Re: Distance education for mental health



Admittedly it took some time for me to realise the issue was bigger than just having a stubborn child - sometimes she is a force of nature.


We have found a psychologist that she works well with but she finds the process very frustrating.  To be honest, sometimes I think I get more out of the sessions than she does.  


I really appreciate being heard.  It’s not a taboo topic and discuss it with friends but a lot of people find it hard to believe that my daughter has these issues. She acts and sings and loves to perform.  She is outspoken and passionate about her beliefs.  School is just not a happy place. 

Super star contributor

Re: Distance education for mental health

Hi @Chocolate, I’m sorry to hear about your daughter’s mental health issues and struggles with school. You sound like a really loving parent who has tried many avenues for help for your daughter. It can be so worrying when our kids stop attending school, but I was really relieved to find out my daughter isn’t the only one! 


My daughter’s now 16 and did the end of Year 9 then Year 10 via distance education due to mental illness and school refusal. The support from teachers was fabulous, and although my girl wouldn’t attendthem, the school held study groups, had social days etc where students could meet and socialise. 

Teachers kept in contact via phone and email with my daughter, and her head teacher rang me every now and then to give me an update or if any assessments were late.

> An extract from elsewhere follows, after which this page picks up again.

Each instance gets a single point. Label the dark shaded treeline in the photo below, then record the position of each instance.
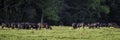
(60, 12)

If my daughter wasn’t managing because of her mental health issues they worked with us really compassionately and I found all the teachers to be so understanding with teens like mine. 


My daughter lost all but one of her friends from high school, however she did keep up with tennis once a week and enjoys her friends and social time there. She also worked at McDonalds for a while and made new friends there as they employ so many young people. 

It’s great that your daughter would still attend drama classes, and if she can still catch up with friends after school or on weekends, hopefully that will maintain her friendships. 


It does feel like a big decision, but remember that if you choose to go the distance ed route, if it’s not working for your daughter for whatever reason, she can always go back to school. My daughter had a dual enrolment for many months with her local high school and the distance ed school, so you could look at doing the same while you trial distance ed.